Hmm I have not needed to set this before on the various versions of JetPack that I have built torchvision on. I just built it again to double check, and it detected CUDA and compiled .cu files during the building of torchvision. Will keep this setting in mind though.

It looks like the reason this normally works automatically, is that PyTorch looks for CUDA in /usr/local/cuda if CUDA_HOME is not set:
https://github.com/pytorch/pytorch/blob/bede18b0617c7c3818a1a6cbd1a37e06b93c619d/torch/utils/cpp_extension.py#L79

On a normal install, /usr/local/cuda is symbolically linked to the actual CUDA version (i.e. /usr/local/cuda-10.2) Maybe that symlink was missing on your system?
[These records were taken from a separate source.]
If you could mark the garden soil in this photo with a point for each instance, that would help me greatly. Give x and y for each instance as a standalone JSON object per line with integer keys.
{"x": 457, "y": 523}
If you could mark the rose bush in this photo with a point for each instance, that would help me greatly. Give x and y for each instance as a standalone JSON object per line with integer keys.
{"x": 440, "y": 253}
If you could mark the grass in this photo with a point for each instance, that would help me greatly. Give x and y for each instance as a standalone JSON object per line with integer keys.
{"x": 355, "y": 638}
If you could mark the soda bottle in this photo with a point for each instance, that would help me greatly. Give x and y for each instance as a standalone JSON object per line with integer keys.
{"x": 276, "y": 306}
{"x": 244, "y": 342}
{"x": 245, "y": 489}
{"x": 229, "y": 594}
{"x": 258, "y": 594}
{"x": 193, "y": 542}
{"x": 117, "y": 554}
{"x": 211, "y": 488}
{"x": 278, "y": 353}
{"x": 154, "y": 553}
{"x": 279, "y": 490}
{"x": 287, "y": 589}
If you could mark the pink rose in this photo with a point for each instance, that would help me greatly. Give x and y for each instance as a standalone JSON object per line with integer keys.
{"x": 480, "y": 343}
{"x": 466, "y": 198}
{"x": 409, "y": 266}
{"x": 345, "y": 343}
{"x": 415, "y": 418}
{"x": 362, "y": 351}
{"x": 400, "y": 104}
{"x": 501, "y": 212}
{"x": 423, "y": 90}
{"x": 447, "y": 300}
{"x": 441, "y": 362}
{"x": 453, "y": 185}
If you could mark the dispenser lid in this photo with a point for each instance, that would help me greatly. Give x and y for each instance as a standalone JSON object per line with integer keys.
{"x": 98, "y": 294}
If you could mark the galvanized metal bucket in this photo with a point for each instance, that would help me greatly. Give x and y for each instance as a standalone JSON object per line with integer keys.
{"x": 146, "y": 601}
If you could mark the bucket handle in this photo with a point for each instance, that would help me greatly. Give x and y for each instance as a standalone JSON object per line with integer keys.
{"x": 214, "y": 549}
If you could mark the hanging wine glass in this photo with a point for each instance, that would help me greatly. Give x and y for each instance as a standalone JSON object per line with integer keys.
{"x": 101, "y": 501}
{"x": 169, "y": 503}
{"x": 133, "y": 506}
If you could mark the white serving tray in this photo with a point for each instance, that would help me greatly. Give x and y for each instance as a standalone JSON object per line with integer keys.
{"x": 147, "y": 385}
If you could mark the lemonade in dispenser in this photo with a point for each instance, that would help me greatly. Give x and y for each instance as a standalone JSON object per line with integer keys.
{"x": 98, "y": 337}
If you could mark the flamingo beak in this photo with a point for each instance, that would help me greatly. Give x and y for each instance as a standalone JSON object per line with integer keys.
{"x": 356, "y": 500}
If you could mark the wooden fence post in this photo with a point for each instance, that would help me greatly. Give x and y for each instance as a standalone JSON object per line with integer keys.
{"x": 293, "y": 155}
bearson · December 8, 2021, 12:24pm

Hi, I successfully compiled pytorch 1.10.0 with USE_QNNPACK=1 and USE_PYTORCH_QNNPACK=1 on a Jetson Nano. I do however get runtime errors using qnnpack which is tracked here: DISABLED test_quantized_rnn (test_quanization.PostTrainingDynamicQuantTest) · Issue #32644 · pytorch/pytorch · GitHub

I was just wondering, what was the original issue with qnnpack and it there any reason not to enable it now?

dusty_nv · December 8, 2021, 4:08pm

Hi @bearson, IIRC there was originally compilation errors when QNNPACK was enabled, so I had to disable it. That is useful to know that it does build now with PyTorch 1.10, but there are runtime errors. If PyTorch fixes those errors, perhaps I could be re-enabled in my builds.